Two days ago I posted an essay that has been, by far, the most heavily read piece I've ever put up on this blog. Although it only garnered five comments here, I heard from many, many people on email and Facebook, people who were quoting it and sharing it with their own friends. Though I expected that at least a few of those responses would be rebuttals, I received nothing of the sort. Moreover, many of the people who responded live in the city, where they have office or teaching jobs. Several were men who place high value on the daily labor they do at home. Several were people who do not define themselves as artists of any kind.
I did not, however, receive any response from the women writers' organization whose Facebook page first led me to Mary Rechner's article. The link I posted there was automatically shunted to an obscure section of the page, where no one will be likely to notice it. This conversational discouragement may be accidental or purposeful; I can't say. Nonetheless, it seems typical of this particular organization's operational style and continues to give me that niggling suspicion that its leaders believe that some women's voices are more equal than others.
The responses I received from you, the people who did read my essay, reinforce that feeling. All of you--male or female, urban or rural, striving artist or not, parents or not--showed me that you take your home tasks very seriously, that these private duties within your private life have an almost ritual importance, that they feed both your inner and outer worlds. They also showed me that you feel defensive about these duties, that you suspect other people of ridiculing or dismissing or sentimentalizing them.

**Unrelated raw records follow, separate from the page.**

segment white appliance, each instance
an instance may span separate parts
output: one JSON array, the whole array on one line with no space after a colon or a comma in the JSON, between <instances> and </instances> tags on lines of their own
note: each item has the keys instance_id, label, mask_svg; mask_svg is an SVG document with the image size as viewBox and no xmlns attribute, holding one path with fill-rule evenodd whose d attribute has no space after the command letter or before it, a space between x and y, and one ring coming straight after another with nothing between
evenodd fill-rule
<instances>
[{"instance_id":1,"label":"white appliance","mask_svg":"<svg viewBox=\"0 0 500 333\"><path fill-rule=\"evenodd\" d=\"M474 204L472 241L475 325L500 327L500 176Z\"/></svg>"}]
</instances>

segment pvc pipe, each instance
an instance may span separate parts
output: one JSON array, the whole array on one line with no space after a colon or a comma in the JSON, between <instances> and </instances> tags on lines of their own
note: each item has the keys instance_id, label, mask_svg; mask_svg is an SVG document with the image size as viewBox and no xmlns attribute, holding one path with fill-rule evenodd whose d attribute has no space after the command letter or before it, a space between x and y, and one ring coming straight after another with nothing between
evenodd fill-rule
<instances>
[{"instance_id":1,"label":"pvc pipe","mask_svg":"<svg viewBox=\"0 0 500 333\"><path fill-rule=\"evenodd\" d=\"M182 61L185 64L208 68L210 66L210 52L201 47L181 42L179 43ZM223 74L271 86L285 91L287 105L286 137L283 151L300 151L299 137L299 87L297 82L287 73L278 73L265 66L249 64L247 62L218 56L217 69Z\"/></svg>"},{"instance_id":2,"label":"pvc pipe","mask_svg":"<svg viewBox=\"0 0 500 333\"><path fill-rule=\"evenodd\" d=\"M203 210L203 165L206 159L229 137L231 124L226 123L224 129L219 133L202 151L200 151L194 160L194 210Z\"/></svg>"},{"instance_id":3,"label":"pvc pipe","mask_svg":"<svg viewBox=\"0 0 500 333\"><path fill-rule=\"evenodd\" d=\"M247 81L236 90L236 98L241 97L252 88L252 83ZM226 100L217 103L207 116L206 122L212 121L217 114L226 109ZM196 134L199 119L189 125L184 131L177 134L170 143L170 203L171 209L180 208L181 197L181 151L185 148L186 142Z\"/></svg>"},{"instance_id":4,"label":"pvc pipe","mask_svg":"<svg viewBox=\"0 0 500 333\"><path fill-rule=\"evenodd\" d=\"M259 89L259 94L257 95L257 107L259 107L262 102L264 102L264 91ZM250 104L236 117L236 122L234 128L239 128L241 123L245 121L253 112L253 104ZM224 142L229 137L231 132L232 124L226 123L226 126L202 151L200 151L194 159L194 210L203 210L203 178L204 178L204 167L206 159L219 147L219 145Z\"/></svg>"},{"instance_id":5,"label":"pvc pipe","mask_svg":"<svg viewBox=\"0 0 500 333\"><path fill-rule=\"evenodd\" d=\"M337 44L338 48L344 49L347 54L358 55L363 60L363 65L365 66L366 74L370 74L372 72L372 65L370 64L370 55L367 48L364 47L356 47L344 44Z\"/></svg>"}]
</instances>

Today my older son leaves for college. A few days ago he was the first responder in a horrible car accident beside our driveway, in which an elderly man lost fingers. Meanwhile, a friend struggles as his thirteen-year-old daughter dies of brain cancer. Our small family swirls with emotion. But last night we sat down and ate dinner together, as we have done for eighteen years. We talked and laughed. Then we washed dishes. For every person around the table--the four of us, plus J's lifelong best friend--this was a sweet and bittersweet ceremony; a familiar, strange, sad happiness. We made no speeches and offered no toasts. All we did was to eat the somewhat ramshackle dinner that a father and a mother had cooked together for their son. But do not tell me that planning and preparing and consuming this dinner was a waste of our artistic time.
James's last supper at home, featuring a disorganized smorgasbord of his favorite summer foods: guacamole with lots of cilantro; London broil marinated in tamari and garlic and cooked over a wood fire; fire-roasted onions and hot peppers; salad of bow-tie macaroni with oven-roasted green beans, hard-boiled eggs, fresh dill, and parsley; salad of fresh tomatoes, basil, garlic, and mozzarella; strawberry-blackberry cobbler with whipped cream; and, I'm sorry to say, cans of Moxie. Ick.